I really can’t understand why this argument keeps coming up. Different solutions for different usecases. Yet anytime Kubernetes or cloud functions are discussed people come in and go like “hurr durr my single Hetzner dedicated server can do all of that and doesn’t have these problems”
Because some people here do exactly the same thing with aws/cloud. Not you but many here treat aws like it’s the thing you should use ‘because scaling and failover and omg 1 sec downtime’. And then the stories like OP showing that it is dangerous and my experience that most who do this are overpaying and could do with a hetzner server or, better even, a $5/mo vps, even if they do it right (which they are not, generally from all setups I have seen).
Obviously the billing mechanism (or, lack of control) is an issue but that doesn't negate the whole concept. They could (and should) easily fix this by implementing hard caps to activate if so required.
Nobody says there isn't any use case for AWS. The point is that "the cool kids" like to start their side projects on AWS. Nothing about it is mission critical. I guarantee you op is not working on some Fintech stuff.
I feel like learning how to configure bird, bind, haproxy, rdbms clusters, redundant MXs, etc. has taught me far more than spinning up equivalent virtual infrastructure on a public cloud would have. Getting to play with the underlying FOSS technologies is far more rewarding to me than using the commercialized versions on someone else's stack. Plus it helps me evaluate and architect my products for competing clouds, rather than my "knowledge and understanding" being tied to one particular vendor's offerings & lexicon. (Another advantage of knowing the underpinnings of a cloud is that it makes reading post-mortems[1] with a morning coffee so much more enjoyable.)
Assuming we're talking about side-projects/hobbyist development: when I'm doing that I want as few variable expenses as possible, and they usually don't require the purported benefits of the cloud. If such a project needs to scale: I'll bolt it onto a cloud at that point, or sprinkle in specific services to address the pain points.
> I feel like learning how to configure bird, bind, haproxy, rdbms clusters, redundant MXs, etc. has taught me far more than spinning up equivalent virtual infrastructure on a public cloud would have.
I agree with this, but the choice of what other individuals play with is not ours to make. There's still countless of youngsters working on bare metal, for whatever it's worth, they just grow up in a world with a lot of existing abstractions now.
> Assuming we're talking about side-projects/hobbyist development: when I'm doing that I want as few variable expenses as possible, and they usually don't require the purported benefits of the cloud. If such a project needs to scale: I'll bolt it onto a cloud at that point, or sprinkle in specific services to address the pain points.

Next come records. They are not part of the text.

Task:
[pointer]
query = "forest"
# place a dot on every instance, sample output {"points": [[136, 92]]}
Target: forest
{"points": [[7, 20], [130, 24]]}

100%, but the choice is free for anyone themselves to make. OP is furthering his knowledge and experience in a very specialised and highly sought after sector. Maybe he'll come to the same conclusion at some point, or maybe he comes from bare metal and has different perspectives now and thinks that redundancy is always awesome.
Pretty easy, OP sounds exactly like a guy who would have been perfectly fine with a single (Hetzner) server. Then these arguments popup and they are most of the time right.
I agree with you, that it always depends on the use. However, hurr durr Hetzner Server seems to be the more reasonable choice here (once again).
Why? If you had the choice between complete redundancy and infinite scaling by default while having almost zero work, or using a dedicated server that you need to configure and constantly maintain, what would you choose?
If with one thing, a single mistake can result in a $5k bill, and with the other I have a guaranteed fixed bill of 50 bucks a month, then unless I have enough money to burn, the choice is crystal clear. Maybe you wipe your butt with 100$ bills. Others aren't that lucky.
Exactly; if it is ‘the same’ but with a guarantee of max 50$/mo then sure, I would pick that, but that is not the case, also not with caps. So it is an entirely different case and usually the 50$ option actually brings you very far without any financial risk outside that $50/mo.
The choice is only crystal clear until AWS etc implement hard caps to activate if needed. Then having some Lambda functions is not only exponentially cheaper than a whole dedicated server and by default highly available and redundant, but also equally as safe financially wise.
I prefer aws over metal for these kind of setups, but for many other cases I definitely do not; just a dedi or a vps with docker or k8s and/or something like openfaas is enough for almost all startups and beyond. Making it literally impossible to make mistakes like OP. And when needed maybe failover or load balancing.